Ignore the water's surface tension and consider 1000kg/m³ the saltwater density

2. Relevant equations
Eletrostatic equations

3. The attempt at a solution
My english is quite rusty, I am sorry for that, but I would really appreciate the help xD
In my solution, I considered the saltwater surface an infinite conductive plane, and so an image charge would be attracted by the plastic ball as the water rises. It was, basically the idea. From now, I considered the image charge as if it was made of saltwater but with the same plastic ball volume, indeed, the water will rise until the balance of forces (electric and weight):

Let k = 9*10^9Nm²/C² be the electrical constant, d = 1000kg/m³ the density of salt water, g = 10m/s² the gravity, L the length between the ball's center and of its image, and V=4/3π(0,005)³ the plastic ball volume:
The charge image will rise until x such that
k(10^-8)²/x² = (dV)g
(9*10^9)(10^-8)²/x² = (1000)(4/3π(0,005)³)(10)
=> x² = (9*10^9)(10^-8)²/(1000)(4/3π(0,005)³)(10)
solving for x
=> x = 0,01311 m = 1,311 cm
But, geometrically, as the charge image rises until x, namely, the distance L-x, the saltwater surface would rise y = (L-x)/2
L = 0,5 + 1 +1 + 0,5 = 3cm
=> y = (3-1,311)/2 = 0,85cm

The volume of the sphere is irrelevant, as dauto says. Are you familiar with Gauss' Law? The charge outside the sphere is the same as if all the charge were at the centre, as far as all points outside the sphere are located. You need to find the effect on the water of the charge 10^-8 Coulomb being concentrated at the centre of the sphere...

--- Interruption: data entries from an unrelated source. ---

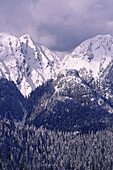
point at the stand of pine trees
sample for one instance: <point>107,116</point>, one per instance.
<point>31,148</point>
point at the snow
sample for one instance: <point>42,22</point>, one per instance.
<point>93,54</point>
<point>25,62</point>
<point>29,64</point>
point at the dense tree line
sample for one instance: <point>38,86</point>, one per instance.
<point>30,148</point>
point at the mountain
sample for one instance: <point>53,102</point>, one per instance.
<point>92,56</point>
<point>67,104</point>
<point>25,62</point>
<point>12,103</point>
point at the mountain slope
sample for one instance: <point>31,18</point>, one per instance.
<point>12,103</point>
<point>92,56</point>
<point>25,62</point>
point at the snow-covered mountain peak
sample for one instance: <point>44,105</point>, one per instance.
<point>94,55</point>
<point>25,62</point>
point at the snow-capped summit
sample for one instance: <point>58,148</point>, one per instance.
<point>93,55</point>
<point>25,62</point>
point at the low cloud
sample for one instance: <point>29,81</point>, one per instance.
<point>59,25</point>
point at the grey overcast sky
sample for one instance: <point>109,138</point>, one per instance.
<point>58,24</point>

I know, this problem was driving me crazy. It makes no sense, but it seems to be a polish olympic problem, so I was trying to get an answer out of it... This question is wrong, right?

1st: Find the electric field at the surface field using the images method
2nd: Find the surface charge density using Gauss' law on a "Pillbox" region enclosing the surface.
3rd: Using the electric field and surface charge find the force acting on the surface. Beware of a factor of 1/2 that appears in such problem because half of the field is the field of the surface charge itself that cannot produce a force on itself.
4th: Calculate the work done by that force on the rising water.
5th: Subtract that work from the gravitational potential energy to find the total potential energy (electric plus gravitational).